Leyva's is located toward the south end of the famous tourist zone, on Avenida Revolución (known to tijuanenses everywhere as La Revu) between 6th and 7th Streets, on the east side of the street. It's easy to miss, tucked away as it in one subdivided section of a huge building housing a disco.
It also looks perpetually half-closed, because the lights are often kept off to conserve energy and pesos. Don't be fooled; it's only closed when the huge, obvious, steel roll-down door is down. Inside sits Gilberto Leyva Nuño, one of the most honest tequileros north of Jalisco, presiding over quite literally six hundred different bottles of tequila, several dozen mezcales, bacanora, sotol, aguardiente de agave, cremas de licor, rums, vodkas, etc., besting even the enormous Tavo's Liquors a few doors south.
Go in; ask questions. Gilberto speaks absolutely flawless English and, as they say down south, él sabe de lo suyo–he knows his stuff. There are always at least half a dozen bottles on the counter open for sampling, and he has personally tasted what he sells.
Leyva's has always been a beacon for those looking to bring something back unavailable at home. When absinthe–real Absinthe, not that fake green crap–was outlawed in the U.S., it was legal in Mexico, and you could get it at Leyva's. Native licor de damiana to put a little fuego in your pito? Of course! Cuban rum to go with the cigar from across the street (technically illegal for Americans to consume abroad, fulminate fulminate fulminate, etc.)? Sure.
It seems like letting someone you've just met take you on a 'tour' of the tequilas seems like something guidebooks would warn you against, but here you need to let it happen. If you let Gilberto guide you, he will coax you away from the mediocre, overpriced La Cofradia-made tequilas in the interestingly shaped souvenir bottles and from the mixtos that taste like 51 percent agave and 49 percent fermented cat piss. He's at home helping Japanese tourists who have never tasted tequila and people with a long love affair with the beverage. You might not ever have heard of what you're buying, but if you have a conversation with Gilberto, you'll like it.
It's not just tequila, either; if you're jaded by tequila or you want to bring something back that's just plain unavailable in the states, ask him about other agave products. Where even the best stores in the U.S. can only stock a dozen or so mezcales, he's got five times that number; he can help you with agave products just finding their markets, like sotol (from Chihuahua, made with wild plants) and bacanora (from the neighboring state of Sonora).

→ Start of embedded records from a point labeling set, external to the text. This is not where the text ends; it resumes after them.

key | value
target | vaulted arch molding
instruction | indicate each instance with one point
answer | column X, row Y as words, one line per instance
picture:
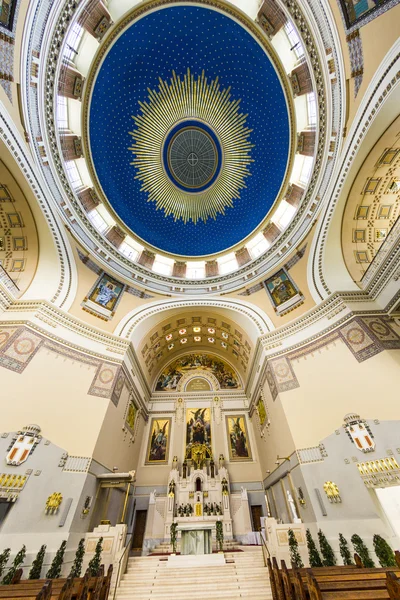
column 327, row 272
column 134, row 325
column 56, row 278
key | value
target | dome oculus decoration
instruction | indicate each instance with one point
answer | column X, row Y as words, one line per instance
column 192, row 148
column 195, row 182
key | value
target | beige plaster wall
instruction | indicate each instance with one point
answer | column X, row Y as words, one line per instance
column 299, row 275
column 114, row 447
column 277, row 439
column 86, row 279
column 238, row 471
column 52, row 392
column 333, row 384
column 377, row 38
column 9, row 255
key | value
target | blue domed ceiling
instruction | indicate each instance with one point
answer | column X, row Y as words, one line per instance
column 189, row 130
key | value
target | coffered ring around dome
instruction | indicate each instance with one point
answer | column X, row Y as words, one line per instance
column 104, row 149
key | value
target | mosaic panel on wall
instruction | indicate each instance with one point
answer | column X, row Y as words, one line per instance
column 282, row 291
column 172, row 374
column 7, row 11
column 198, row 426
column 238, row 439
column 158, row 447
column 355, row 11
column 104, row 297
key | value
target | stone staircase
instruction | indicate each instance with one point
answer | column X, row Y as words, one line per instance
column 166, row 548
column 242, row 576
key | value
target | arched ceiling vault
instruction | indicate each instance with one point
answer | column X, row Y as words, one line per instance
column 373, row 205
column 226, row 328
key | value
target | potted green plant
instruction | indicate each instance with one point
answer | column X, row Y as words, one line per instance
column 174, row 537
column 220, row 535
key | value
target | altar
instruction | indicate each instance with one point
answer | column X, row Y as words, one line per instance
column 196, row 538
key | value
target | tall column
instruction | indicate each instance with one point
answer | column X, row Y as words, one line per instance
column 271, row 232
column 306, row 143
column 95, row 19
column 294, row 195
column 146, row 259
column 70, row 83
column 212, row 268
column 71, row 146
column 116, row 236
column 271, row 18
column 88, row 198
column 301, row 80
column 242, row 256
column 179, row 269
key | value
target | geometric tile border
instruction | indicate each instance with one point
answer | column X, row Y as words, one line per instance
column 18, row 346
column 363, row 336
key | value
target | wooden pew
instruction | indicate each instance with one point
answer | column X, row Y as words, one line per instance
column 393, row 585
column 86, row 588
column 335, row 582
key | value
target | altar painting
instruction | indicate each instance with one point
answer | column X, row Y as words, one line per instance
column 280, row 288
column 356, row 10
column 198, row 426
column 7, row 10
column 262, row 413
column 157, row 450
column 131, row 415
column 106, row 292
column 238, row 439
column 171, row 375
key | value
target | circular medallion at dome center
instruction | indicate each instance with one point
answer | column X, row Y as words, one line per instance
column 192, row 158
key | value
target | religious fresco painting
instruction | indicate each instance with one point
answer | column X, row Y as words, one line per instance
column 106, row 292
column 281, row 289
column 238, row 439
column 157, row 450
column 131, row 415
column 262, row 413
column 7, row 10
column 356, row 10
column 172, row 374
column 198, row 426
column 104, row 297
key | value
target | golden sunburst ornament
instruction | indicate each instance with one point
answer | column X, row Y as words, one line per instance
column 191, row 147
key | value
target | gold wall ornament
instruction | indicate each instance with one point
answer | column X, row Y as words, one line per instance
column 198, row 453
column 332, row 491
column 191, row 99
column 383, row 472
column 11, row 486
column 53, row 503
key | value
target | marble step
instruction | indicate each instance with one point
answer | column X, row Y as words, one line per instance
column 182, row 586
column 198, row 595
column 220, row 592
column 217, row 596
column 171, row 581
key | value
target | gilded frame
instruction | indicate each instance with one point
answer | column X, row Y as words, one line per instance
column 164, row 461
column 233, row 458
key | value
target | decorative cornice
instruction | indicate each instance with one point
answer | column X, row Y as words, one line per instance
column 110, row 258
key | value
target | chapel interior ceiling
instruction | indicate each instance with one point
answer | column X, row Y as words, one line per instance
column 19, row 247
column 189, row 332
column 173, row 211
column 373, row 205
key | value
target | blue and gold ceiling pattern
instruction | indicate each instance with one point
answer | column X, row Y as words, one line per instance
column 195, row 44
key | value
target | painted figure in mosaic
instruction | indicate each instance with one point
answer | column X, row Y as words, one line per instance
column 198, row 428
column 238, row 439
column 158, row 443
column 106, row 293
column 212, row 468
column 171, row 376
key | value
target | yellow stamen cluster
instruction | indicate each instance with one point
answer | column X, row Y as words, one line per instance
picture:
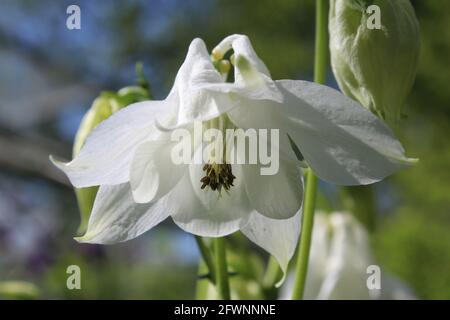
column 217, row 176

Then there are the prices: my house tequila, Volcán de Mi Tierra reposado, runs about $8 or $9 U.S. a fifth, a 100 percent agave tequila that costs as little as that Cuervo Gold porquería. Arette añejo, arguably my favorite tequila in the world, runs about 60 percent of its price in the fine liquors stores north of the border. Some of the bottles that are heavily hyped in the U.S., like Patrón and Don Julio, have less of a discount than others. There are so many other gems to discover, but still, if you want to bring it back, go for it.
Let the lesson be learned: never, ever cross back without your visit to Gilberto and your bottle! Just remember that if you're driving yourself, you are technically limited to one liter (of any alcohol, including beer and wine) every 31st day; in practice, the customs guardians don't keep records and you can bring one liter across every time you go.
Leyva's Liquors is located at Av. Revolución #1026, Zona Centro, Tijuana, B.C., Mexico; 011-52 (664) 688-09-80.
With the relocation of the southbound pedestrian crossing to the east side of the river, it may be worth a cab ride if you're not driving in; don't pay more than US$5-6 for it, though. You won't be able to cross the street downtown without a cabbie offering his services. If the cab has no meter, negotiate before getting in for the same price.